Honeychop plain chopped straw , a handful of speedi beet and a general purpose minerals and vit supplement.


----------



## metalmare (25 September 2012)

MIne has a bit of hi-fi lite (as a carrier) in which are 5 equibites fir vitamins and minerals - they are broad spectrum, low sugar and cheaper than a balancer, and 4 scoops of biotin.  He also gets two slices of soaked hay and is on restricted grazing.  His weight has been remarkably consistent all summer and he looks well in himself.


----------



## Radiantie (25 September 2012)

Simple systems excellent


----------



## Waltzing Matilda (26 September 2012)

Found a fab chaff for good doers. It's chopped oat straw and is alfalfa and molasses free. 15kg bag is around same volume as other bags of chaff (as straw is lighter) and cost just over £5 per bag!! Bargain.

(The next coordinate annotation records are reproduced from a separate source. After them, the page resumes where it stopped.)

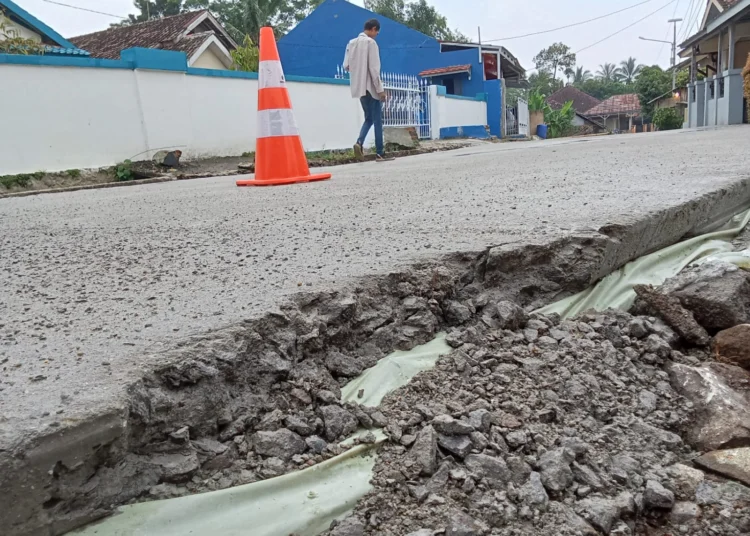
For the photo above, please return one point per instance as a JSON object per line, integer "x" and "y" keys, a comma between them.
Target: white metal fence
{"x": 517, "y": 119}
{"x": 523, "y": 117}
{"x": 407, "y": 102}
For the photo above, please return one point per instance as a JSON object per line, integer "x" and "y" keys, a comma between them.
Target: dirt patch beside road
{"x": 144, "y": 172}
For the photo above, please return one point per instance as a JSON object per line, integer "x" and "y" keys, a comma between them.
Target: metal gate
{"x": 523, "y": 118}
{"x": 517, "y": 119}
{"x": 407, "y": 103}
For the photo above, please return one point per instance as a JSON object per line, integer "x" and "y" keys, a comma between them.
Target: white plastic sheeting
{"x": 302, "y": 503}
{"x": 616, "y": 290}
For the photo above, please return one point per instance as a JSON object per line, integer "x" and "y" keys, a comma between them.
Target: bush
{"x": 560, "y": 122}
{"x": 667, "y": 119}
{"x": 124, "y": 171}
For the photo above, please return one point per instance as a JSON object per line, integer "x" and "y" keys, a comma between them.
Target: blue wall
{"x": 317, "y": 45}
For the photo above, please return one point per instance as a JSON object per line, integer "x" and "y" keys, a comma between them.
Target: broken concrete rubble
{"x": 722, "y": 413}
{"x": 598, "y": 465}
{"x": 733, "y": 346}
{"x": 732, "y": 463}
{"x": 716, "y": 292}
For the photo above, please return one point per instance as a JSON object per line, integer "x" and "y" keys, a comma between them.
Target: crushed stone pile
{"x": 536, "y": 426}
{"x": 302, "y": 423}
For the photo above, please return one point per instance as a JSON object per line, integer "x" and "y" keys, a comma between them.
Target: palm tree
{"x": 581, "y": 75}
{"x": 607, "y": 72}
{"x": 569, "y": 73}
{"x": 629, "y": 70}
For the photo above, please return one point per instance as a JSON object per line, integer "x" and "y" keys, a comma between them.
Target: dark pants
{"x": 373, "y": 109}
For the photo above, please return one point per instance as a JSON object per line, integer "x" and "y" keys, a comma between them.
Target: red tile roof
{"x": 446, "y": 70}
{"x": 167, "y": 33}
{"x": 617, "y": 104}
{"x": 582, "y": 102}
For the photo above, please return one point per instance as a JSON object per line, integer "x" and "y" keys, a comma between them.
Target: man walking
{"x": 362, "y": 60}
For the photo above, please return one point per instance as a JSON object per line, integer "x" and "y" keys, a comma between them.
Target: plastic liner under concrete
{"x": 616, "y": 290}
{"x": 302, "y": 503}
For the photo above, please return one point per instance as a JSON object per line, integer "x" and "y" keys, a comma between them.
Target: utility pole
{"x": 673, "y": 42}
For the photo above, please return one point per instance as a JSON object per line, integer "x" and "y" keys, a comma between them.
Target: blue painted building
{"x": 316, "y": 46}
{"x": 23, "y": 24}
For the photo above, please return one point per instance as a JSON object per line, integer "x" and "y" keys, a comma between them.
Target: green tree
{"x": 581, "y": 75}
{"x": 12, "y": 43}
{"x": 667, "y": 119}
{"x": 246, "y": 57}
{"x": 628, "y": 70}
{"x": 543, "y": 83}
{"x": 607, "y": 72}
{"x": 556, "y": 57}
{"x": 651, "y": 83}
{"x": 560, "y": 121}
{"x": 603, "y": 89}
{"x": 246, "y": 17}
{"x": 418, "y": 15}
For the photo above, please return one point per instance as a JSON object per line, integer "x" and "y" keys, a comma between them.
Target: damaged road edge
{"x": 209, "y": 382}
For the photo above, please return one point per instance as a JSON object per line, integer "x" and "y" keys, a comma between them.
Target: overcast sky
{"x": 497, "y": 18}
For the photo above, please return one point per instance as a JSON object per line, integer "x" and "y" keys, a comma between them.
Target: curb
{"x": 169, "y": 178}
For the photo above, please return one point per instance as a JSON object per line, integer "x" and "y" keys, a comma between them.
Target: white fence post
{"x": 523, "y": 118}
{"x": 407, "y": 103}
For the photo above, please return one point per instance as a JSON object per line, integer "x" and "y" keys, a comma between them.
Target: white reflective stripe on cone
{"x": 276, "y": 123}
{"x": 270, "y": 74}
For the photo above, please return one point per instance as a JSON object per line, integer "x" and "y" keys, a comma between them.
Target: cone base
{"x": 289, "y": 180}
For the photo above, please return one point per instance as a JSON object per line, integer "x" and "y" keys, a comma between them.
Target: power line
{"x": 666, "y": 35}
{"x": 567, "y": 26}
{"x": 627, "y": 27}
{"x": 693, "y": 20}
{"x": 685, "y": 25}
{"x": 84, "y": 9}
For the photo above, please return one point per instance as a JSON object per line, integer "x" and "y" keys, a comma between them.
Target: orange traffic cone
{"x": 279, "y": 155}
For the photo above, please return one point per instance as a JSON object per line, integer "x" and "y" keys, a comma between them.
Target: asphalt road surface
{"x": 91, "y": 280}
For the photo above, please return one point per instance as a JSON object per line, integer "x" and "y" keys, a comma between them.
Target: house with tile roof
{"x": 617, "y": 113}
{"x": 582, "y": 102}
{"x": 718, "y": 51}
{"x": 198, "y": 34}
{"x": 21, "y": 23}
{"x": 316, "y": 46}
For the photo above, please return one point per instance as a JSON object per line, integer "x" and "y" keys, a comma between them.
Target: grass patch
{"x": 124, "y": 171}
{"x": 22, "y": 179}
{"x": 331, "y": 156}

It's by honeychop but make sure it's in the clear bag not the molassed version!


----------



## putasocinit (26 September 2012)

a handful of A&P Fast Fibre as it fills the tummy longer yet it is only a handful, it is okay for good doers


----------



## Tnavas (29 September 2012)

amymay said:



			Why are you feeding him?
		
Click to expand...

My question too? 

I am the owner of a fatty and if she was coming in for the night to keep paddock from getting chopped up she would just get late cut hay. If working then a small amount of oats and oat chaff.

She has free access to a multi mineral block.


----------



## Dry Rot (29 September 2012)

Tnavas said:



			My question too? 

I am the owner of a fatty and if she was coming in for the night to keep paddock from getting chopped up she would just get late cut hay. If working then a small amount of oats and oat chaff.

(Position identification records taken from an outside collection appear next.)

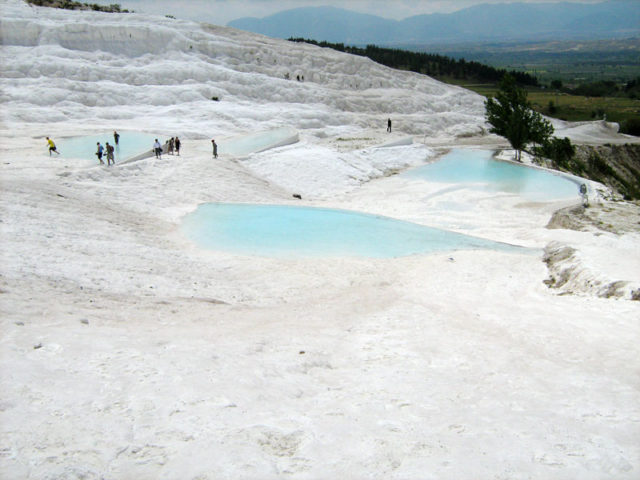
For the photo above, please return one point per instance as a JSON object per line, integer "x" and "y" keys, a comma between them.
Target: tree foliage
{"x": 511, "y": 116}
{"x": 437, "y": 66}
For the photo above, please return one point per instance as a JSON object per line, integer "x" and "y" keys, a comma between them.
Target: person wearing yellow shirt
{"x": 52, "y": 146}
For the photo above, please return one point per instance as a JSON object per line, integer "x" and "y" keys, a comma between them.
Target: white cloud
{"x": 223, "y": 11}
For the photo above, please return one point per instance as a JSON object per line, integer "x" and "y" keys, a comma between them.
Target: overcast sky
{"x": 221, "y": 12}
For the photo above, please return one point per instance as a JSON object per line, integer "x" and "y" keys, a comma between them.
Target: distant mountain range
{"x": 481, "y": 23}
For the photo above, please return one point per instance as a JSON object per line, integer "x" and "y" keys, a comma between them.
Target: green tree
{"x": 511, "y": 116}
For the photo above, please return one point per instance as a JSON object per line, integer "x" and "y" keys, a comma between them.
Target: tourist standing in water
{"x": 157, "y": 148}
{"x": 99, "y": 153}
{"x": 110, "y": 159}
{"x": 52, "y": 146}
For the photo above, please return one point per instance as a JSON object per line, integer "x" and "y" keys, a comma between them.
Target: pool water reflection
{"x": 295, "y": 232}
{"x": 476, "y": 169}
{"x": 84, "y": 147}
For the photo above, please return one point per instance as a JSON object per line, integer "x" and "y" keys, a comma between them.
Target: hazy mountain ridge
{"x": 487, "y": 22}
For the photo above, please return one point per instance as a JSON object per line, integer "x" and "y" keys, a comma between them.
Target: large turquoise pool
{"x": 477, "y": 169}
{"x": 84, "y": 147}
{"x": 298, "y": 232}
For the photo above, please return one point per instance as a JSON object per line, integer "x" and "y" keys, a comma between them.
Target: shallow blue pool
{"x": 295, "y": 232}
{"x": 130, "y": 145}
{"x": 476, "y": 169}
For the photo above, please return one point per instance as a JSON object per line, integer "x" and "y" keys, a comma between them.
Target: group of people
{"x": 173, "y": 145}
{"x": 109, "y": 149}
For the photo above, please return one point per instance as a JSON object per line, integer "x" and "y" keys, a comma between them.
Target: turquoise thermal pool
{"x": 130, "y": 145}
{"x": 297, "y": 232}
{"x": 476, "y": 169}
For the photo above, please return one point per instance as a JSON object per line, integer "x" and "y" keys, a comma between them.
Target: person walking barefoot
{"x": 52, "y": 146}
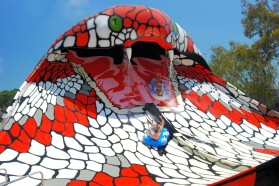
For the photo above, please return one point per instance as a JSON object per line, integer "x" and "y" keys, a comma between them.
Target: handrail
{"x": 42, "y": 180}
{"x": 6, "y": 177}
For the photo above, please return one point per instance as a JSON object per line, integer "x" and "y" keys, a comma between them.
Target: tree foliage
{"x": 242, "y": 66}
{"x": 261, "y": 22}
{"x": 250, "y": 67}
{"x": 6, "y": 98}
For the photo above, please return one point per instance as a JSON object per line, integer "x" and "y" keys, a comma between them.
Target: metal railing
{"x": 7, "y": 183}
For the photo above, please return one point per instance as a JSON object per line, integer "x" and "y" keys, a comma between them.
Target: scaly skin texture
{"x": 78, "y": 117}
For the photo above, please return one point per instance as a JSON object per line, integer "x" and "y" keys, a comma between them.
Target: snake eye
{"x": 115, "y": 23}
{"x": 175, "y": 28}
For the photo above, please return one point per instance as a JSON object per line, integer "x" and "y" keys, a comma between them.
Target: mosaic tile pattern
{"x": 71, "y": 122}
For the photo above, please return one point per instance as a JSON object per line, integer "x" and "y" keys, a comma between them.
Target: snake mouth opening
{"x": 124, "y": 81}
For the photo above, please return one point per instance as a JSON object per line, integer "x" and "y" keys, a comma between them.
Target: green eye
{"x": 115, "y": 23}
{"x": 175, "y": 28}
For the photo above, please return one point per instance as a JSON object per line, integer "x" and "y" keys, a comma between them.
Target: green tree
{"x": 6, "y": 97}
{"x": 250, "y": 67}
{"x": 261, "y": 22}
{"x": 243, "y": 67}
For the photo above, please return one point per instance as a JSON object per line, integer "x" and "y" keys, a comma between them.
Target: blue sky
{"x": 27, "y": 28}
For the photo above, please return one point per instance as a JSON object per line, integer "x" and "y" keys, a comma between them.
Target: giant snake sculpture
{"x": 80, "y": 115}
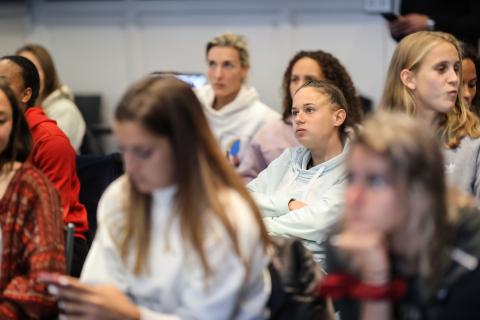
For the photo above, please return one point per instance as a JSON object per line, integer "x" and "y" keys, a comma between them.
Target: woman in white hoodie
{"x": 179, "y": 235}
{"x": 300, "y": 193}
{"x": 54, "y": 97}
{"x": 232, "y": 107}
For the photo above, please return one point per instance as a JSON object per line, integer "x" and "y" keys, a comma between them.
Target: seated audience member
{"x": 232, "y": 107}
{"x": 31, "y": 235}
{"x": 187, "y": 241}
{"x": 51, "y": 153}
{"x": 404, "y": 249}
{"x": 470, "y": 77}
{"x": 424, "y": 79}
{"x": 300, "y": 193}
{"x": 54, "y": 97}
{"x": 274, "y": 137}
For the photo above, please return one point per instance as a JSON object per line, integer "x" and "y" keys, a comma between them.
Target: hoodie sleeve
{"x": 311, "y": 222}
{"x": 265, "y": 188}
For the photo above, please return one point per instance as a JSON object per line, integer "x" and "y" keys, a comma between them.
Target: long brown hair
{"x": 168, "y": 107}
{"x": 20, "y": 140}
{"x": 333, "y": 71}
{"x": 409, "y": 54}
{"x": 51, "y": 78}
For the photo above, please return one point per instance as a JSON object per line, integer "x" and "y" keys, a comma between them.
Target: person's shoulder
{"x": 110, "y": 204}
{"x": 238, "y": 210}
{"x": 32, "y": 179}
{"x": 268, "y": 112}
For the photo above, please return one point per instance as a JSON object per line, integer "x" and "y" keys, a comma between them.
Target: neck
{"x": 327, "y": 151}
{"x": 428, "y": 116}
{"x": 220, "y": 102}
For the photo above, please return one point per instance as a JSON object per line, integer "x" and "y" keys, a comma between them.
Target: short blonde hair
{"x": 234, "y": 41}
{"x": 409, "y": 54}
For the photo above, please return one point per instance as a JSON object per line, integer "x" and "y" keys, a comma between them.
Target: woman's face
{"x": 373, "y": 202}
{"x": 225, "y": 72}
{"x": 469, "y": 80}
{"x": 305, "y": 69}
{"x": 435, "y": 84}
{"x": 315, "y": 120}
{"x": 6, "y": 121}
{"x": 147, "y": 158}
{"x": 30, "y": 56}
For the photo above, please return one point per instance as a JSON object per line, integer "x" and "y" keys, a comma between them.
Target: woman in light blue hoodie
{"x": 300, "y": 193}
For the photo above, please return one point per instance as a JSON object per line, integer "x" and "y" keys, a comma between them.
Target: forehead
{"x": 307, "y": 65}
{"x": 11, "y": 72}
{"x": 131, "y": 132}
{"x": 361, "y": 157}
{"x": 5, "y": 106}
{"x": 223, "y": 53}
{"x": 444, "y": 51}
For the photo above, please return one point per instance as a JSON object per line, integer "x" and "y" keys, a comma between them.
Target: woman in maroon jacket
{"x": 30, "y": 221}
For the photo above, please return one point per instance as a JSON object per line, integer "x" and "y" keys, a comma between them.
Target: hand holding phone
{"x": 389, "y": 16}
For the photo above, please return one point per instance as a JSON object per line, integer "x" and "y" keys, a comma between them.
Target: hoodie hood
{"x": 245, "y": 97}
{"x": 62, "y": 92}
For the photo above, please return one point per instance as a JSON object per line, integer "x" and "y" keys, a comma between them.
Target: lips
{"x": 300, "y": 131}
{"x": 452, "y": 93}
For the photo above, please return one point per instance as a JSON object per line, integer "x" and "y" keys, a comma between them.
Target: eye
{"x": 441, "y": 68}
{"x": 310, "y": 78}
{"x": 377, "y": 181}
{"x": 228, "y": 65}
{"x": 309, "y": 110}
{"x": 456, "y": 67}
{"x": 143, "y": 153}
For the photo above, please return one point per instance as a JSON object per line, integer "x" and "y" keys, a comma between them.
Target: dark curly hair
{"x": 333, "y": 71}
{"x": 20, "y": 140}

She has free access to a multi mineral block.
		
Click to expand...

Another interested in an answer to that one!

If I've to feed any hard feed, it will be no more than sugar beet pulp and whole oats as I object to paying for expensive advertising and the pretty pictures on feed bags -- and the fatty wouldn't be getting any of that, anyway!


----------



## Waltzing Matilda (29 September 2012)

I would go with an unmolassed chaff. Just a small scoop and either a.lite balancer like Bailey's or spillers or a vit and mineral supplement such as equivit. I would prob add either some fast fibre or quickbeat (i use a 24 hrs soak Low sugar sugar beat called equi beat as only around £6 instead of £10!)And ensure they have access to some hay.

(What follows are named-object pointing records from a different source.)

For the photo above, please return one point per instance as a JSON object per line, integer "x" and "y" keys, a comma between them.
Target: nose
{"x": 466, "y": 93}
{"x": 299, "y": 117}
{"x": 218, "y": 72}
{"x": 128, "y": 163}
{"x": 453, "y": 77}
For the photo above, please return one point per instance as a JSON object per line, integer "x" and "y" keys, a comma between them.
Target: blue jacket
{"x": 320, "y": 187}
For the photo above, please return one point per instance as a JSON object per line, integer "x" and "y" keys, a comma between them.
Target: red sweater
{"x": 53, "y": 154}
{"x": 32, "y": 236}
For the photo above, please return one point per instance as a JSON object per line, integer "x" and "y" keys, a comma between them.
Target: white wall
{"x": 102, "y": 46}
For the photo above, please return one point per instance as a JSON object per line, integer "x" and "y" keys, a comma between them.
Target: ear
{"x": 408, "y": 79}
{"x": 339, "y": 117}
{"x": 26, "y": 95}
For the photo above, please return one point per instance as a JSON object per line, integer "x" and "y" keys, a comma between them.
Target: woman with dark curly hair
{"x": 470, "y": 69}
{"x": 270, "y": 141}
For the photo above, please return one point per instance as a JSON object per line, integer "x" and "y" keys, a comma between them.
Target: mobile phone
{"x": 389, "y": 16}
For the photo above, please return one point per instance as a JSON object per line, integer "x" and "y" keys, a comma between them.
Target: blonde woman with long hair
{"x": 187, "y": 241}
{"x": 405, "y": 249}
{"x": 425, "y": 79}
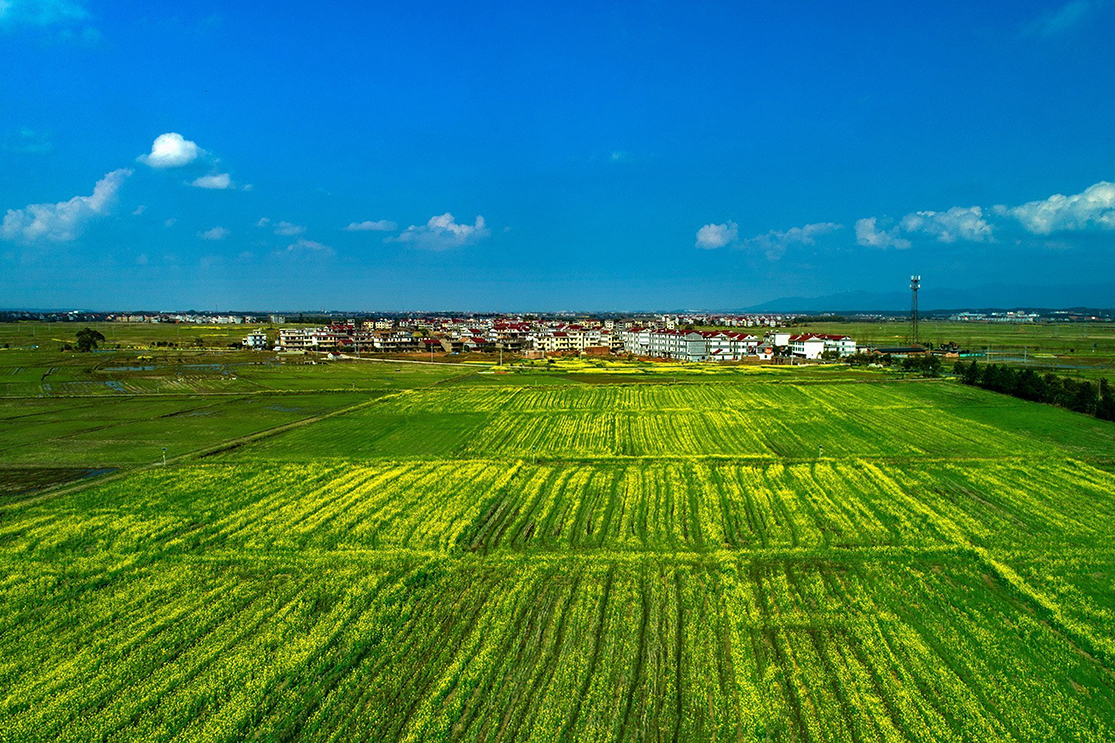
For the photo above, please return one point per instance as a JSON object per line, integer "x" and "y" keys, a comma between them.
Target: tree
{"x": 87, "y": 339}
{"x": 1106, "y": 408}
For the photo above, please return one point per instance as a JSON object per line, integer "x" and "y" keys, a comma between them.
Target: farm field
{"x": 451, "y": 555}
{"x": 1079, "y": 349}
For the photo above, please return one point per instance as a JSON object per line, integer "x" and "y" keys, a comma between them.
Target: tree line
{"x": 1078, "y": 395}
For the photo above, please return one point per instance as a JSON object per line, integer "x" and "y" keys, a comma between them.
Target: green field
{"x": 582, "y": 552}
{"x": 1078, "y": 349}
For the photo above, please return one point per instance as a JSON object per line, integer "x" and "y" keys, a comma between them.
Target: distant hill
{"x": 986, "y": 297}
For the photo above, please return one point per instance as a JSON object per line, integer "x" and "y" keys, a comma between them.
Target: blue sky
{"x": 564, "y": 155}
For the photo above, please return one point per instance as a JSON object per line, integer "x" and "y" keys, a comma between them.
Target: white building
{"x": 813, "y": 346}
{"x": 257, "y": 340}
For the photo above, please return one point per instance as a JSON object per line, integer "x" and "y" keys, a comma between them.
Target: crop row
{"x": 386, "y": 431}
{"x": 754, "y": 396}
{"x": 461, "y": 507}
{"x": 516, "y": 648}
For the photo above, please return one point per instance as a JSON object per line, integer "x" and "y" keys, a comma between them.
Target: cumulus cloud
{"x": 172, "y": 150}
{"x": 214, "y": 182}
{"x": 958, "y": 223}
{"x": 869, "y": 235}
{"x": 215, "y": 233}
{"x": 1094, "y": 206}
{"x": 775, "y": 242}
{"x": 40, "y": 12}
{"x": 1065, "y": 18}
{"x": 444, "y": 233}
{"x": 711, "y": 237}
{"x": 309, "y": 247}
{"x": 288, "y": 230}
{"x": 64, "y": 221}
{"x": 378, "y": 225}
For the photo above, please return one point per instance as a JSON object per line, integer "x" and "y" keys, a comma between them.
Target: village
{"x": 666, "y": 337}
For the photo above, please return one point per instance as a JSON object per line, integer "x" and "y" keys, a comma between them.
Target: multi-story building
{"x": 816, "y": 345}
{"x": 257, "y": 340}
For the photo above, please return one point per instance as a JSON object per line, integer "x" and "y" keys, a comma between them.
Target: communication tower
{"x": 914, "y": 285}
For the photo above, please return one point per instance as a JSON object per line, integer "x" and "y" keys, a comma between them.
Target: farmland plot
{"x": 627, "y": 562}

I have fed my good doer mare all summer with something similar as paranoid she would get lami with the mad grass this year and so wanted to keeper fibre intake high as poss. To be fair her weightless stayed pretty similar which I am very pleased with consider how much grass we have (2 horses restircted on 6 acres!!) and not had time to ride much!
And only a couple of days where she was a bit footy so had to come off the grass! Phew!!

It's important to remember that even if they a bit porky you still need to keep their fibre content up and give a balanced diet!. Little and often works best for weight loss so they are not left without fibre for a long period as this can damage the digestive system (and tends to make them.grumpier!! Lol!!)


----------



## Radiantie (29 September 2012)

I have a andulucian that is a good doer and CANNOT have any sugar molasses etc. Simple systems is great


----------



## LynH (29 September 2012)

Mine get a handful of Molasses Free Hifi to mix supplements in. It has chopped straw and alfalfa, a few pellets plus mint, fenugreek and a little soya oil. It smells really nice and with the pellets they prefer it to plain Hifi. I increase this when needed in winter and also add speedi beet.


----------



## Archiepoo (29 September 2012)

my natives dont get any hardfeed ,theyre on good haylage so i give them a treat ball with a carrot chopped up in it so theyve got something when the others have their buckets.


----------



## crystalpony (29 September 2012)

My old girl has thrived for years on handful of dengi hifi lite (or similar) and baileys lo cal balancer. Keeps her looking great without too many calories


----------



## Chestnutmare (1 October 2012)

Thank you all for the comments, I went and got a bag of Hi fi Good doer and he gets the smallest amt possible just so he has a bucket too really.

I also had to change his bedding Saturday as he was munching away so much, he was on straw and is now on a nice deep bed of shavings.

Also is getting a double netted net at night with 2 sections (nets are the small holed ones).

More exercise on the cards so will hope to see a huge difference in him soon bless him, its all for his own good would rather he didn't come down with Lami.


----------